After A Tumultuous Year in the paper industry — marked by quarterly price increases, rising energy and manufacturing costs, as well as several mill closures and scheduled downtime — 2009 looks like it will begin with a reprieve. The cost of paper will actually drop — at least $2 to $3 per hundredweight (cwt), or $40 to $60 per ton — for most grades.
“Prices started declining in October and November,” says Dave Goldschmidt, vice president of marketing, catalog division for paper brokerage Strategic Paper Group.
Freesheet
Freesheet has held better, Goldschmidt says, but the October freesheet increase of $3 was not implemented in most cases. Unlike?quarters with an increase, mills don’t issue press releases when paper prices decline. That’s why learning how much prices declined depends on who you ask and who those people buy paper from.
John Maine, vice president of forest industry research group RISI, says the top-three producers of uncoated freesheet — International Paper, Domtar and Boise — opted to shut more than 500,000 tons of capacity to balance the uncoated freesheet market in 2009 and prevent a price collapse.
Coated papers
Mill and printer inventories of coated papers were still high in October, Maine explains, “but they will likely drop significantly in both November and December as end-users cancel orders at the end of the year in hopes of re-ordering at lower prices in January, while mills take extended holiday shuts to remove excess mill inventory.”
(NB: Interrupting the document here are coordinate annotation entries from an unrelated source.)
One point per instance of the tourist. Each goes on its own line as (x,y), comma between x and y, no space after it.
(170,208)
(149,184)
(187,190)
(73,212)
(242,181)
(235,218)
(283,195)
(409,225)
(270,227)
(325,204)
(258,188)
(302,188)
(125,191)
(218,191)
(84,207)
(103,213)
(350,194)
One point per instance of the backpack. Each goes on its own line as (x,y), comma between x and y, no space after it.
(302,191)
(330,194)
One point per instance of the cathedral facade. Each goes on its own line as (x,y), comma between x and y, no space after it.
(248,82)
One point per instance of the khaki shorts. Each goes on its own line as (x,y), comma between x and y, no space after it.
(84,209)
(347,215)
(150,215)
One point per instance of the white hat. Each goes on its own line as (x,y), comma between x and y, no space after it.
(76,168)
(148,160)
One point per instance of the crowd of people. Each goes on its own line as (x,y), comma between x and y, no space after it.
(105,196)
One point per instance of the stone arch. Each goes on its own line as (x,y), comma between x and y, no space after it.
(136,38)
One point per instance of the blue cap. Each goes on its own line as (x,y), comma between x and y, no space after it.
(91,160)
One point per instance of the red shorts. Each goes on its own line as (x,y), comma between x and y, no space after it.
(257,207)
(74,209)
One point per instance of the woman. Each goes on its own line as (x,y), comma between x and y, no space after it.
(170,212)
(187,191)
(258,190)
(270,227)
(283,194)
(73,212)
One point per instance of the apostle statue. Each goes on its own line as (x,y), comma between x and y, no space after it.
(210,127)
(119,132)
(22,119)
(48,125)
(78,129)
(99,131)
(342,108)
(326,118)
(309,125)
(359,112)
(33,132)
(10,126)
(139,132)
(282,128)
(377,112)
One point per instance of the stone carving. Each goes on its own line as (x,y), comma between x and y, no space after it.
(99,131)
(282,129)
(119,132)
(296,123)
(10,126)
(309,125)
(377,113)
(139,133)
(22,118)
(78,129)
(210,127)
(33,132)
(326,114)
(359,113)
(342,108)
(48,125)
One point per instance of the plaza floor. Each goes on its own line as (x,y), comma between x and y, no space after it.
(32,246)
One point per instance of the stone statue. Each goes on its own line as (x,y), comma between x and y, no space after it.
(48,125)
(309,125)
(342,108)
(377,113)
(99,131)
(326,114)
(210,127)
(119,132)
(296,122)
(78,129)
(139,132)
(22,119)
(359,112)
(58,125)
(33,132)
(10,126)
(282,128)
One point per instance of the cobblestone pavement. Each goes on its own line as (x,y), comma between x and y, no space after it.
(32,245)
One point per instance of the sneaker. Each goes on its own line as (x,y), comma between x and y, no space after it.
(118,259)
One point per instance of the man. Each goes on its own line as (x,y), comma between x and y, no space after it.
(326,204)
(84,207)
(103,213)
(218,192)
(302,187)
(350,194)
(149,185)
What’s more, the demand side of the market remains abysmal. “U.S. shipments plummeted 15% for coated freesheet and 19% for coated mechanical in October, with similarly severe declines expected for November and December,” Maine says. “The only silver lining [for the mills] is that some of this decline is now attributable to inventory reductions.”
Demand to stay down
Blake Hutchison, director of purchasing for catalog printer Arandell Corp., says even though mills will try to take downtime to reduce supply to keep the price levels high, pricing will still go down. “As volumes drop, the need to keep so much inventory on the floor will decrease,” he says.
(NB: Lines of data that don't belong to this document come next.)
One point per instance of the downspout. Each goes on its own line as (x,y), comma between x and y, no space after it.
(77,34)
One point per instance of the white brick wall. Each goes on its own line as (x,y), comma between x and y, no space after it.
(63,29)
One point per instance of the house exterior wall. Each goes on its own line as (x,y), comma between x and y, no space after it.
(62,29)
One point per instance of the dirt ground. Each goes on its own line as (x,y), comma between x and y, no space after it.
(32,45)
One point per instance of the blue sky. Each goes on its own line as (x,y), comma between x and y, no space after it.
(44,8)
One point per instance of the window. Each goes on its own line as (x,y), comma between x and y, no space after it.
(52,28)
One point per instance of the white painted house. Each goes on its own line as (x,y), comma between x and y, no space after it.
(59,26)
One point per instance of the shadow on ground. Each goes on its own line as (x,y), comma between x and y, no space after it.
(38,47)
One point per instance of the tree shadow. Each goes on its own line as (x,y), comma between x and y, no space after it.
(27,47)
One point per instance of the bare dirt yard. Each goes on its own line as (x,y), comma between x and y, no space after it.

“Supply is not in line yet with demand, as demand has dropped much faster than the mills can reduce the supply,” Hutchisons says. “As a result, pricing is all over the map.”
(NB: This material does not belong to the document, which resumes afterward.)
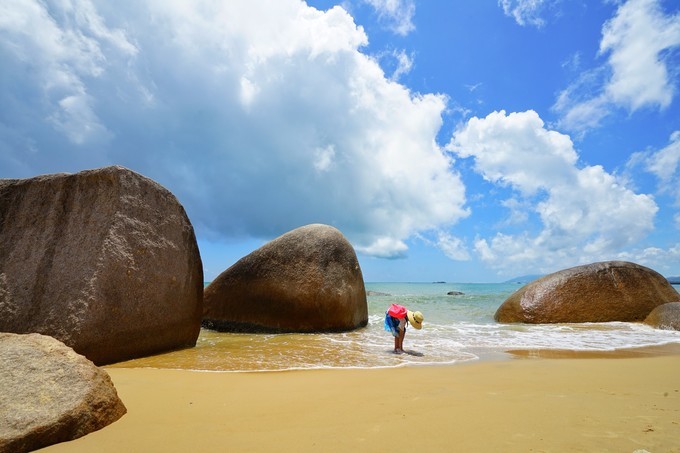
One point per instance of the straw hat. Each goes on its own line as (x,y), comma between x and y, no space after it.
(415,319)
Dan Walsh, vice president of catalog/publication papers at distributor Bradner Smith & Co., predicts prices will go even lower in 2009. Fuel surcharges might be reduced at first and then eliminated by the end of the first quarter, he adds. And lead times have decreased.
Still, the mills are not making money, Walsh says, so they have no reason to keep dropping pricing. “The other big question is, will all of the mills be able to survive? If not, the market could tighten up quickly if one of the larger ones falls.”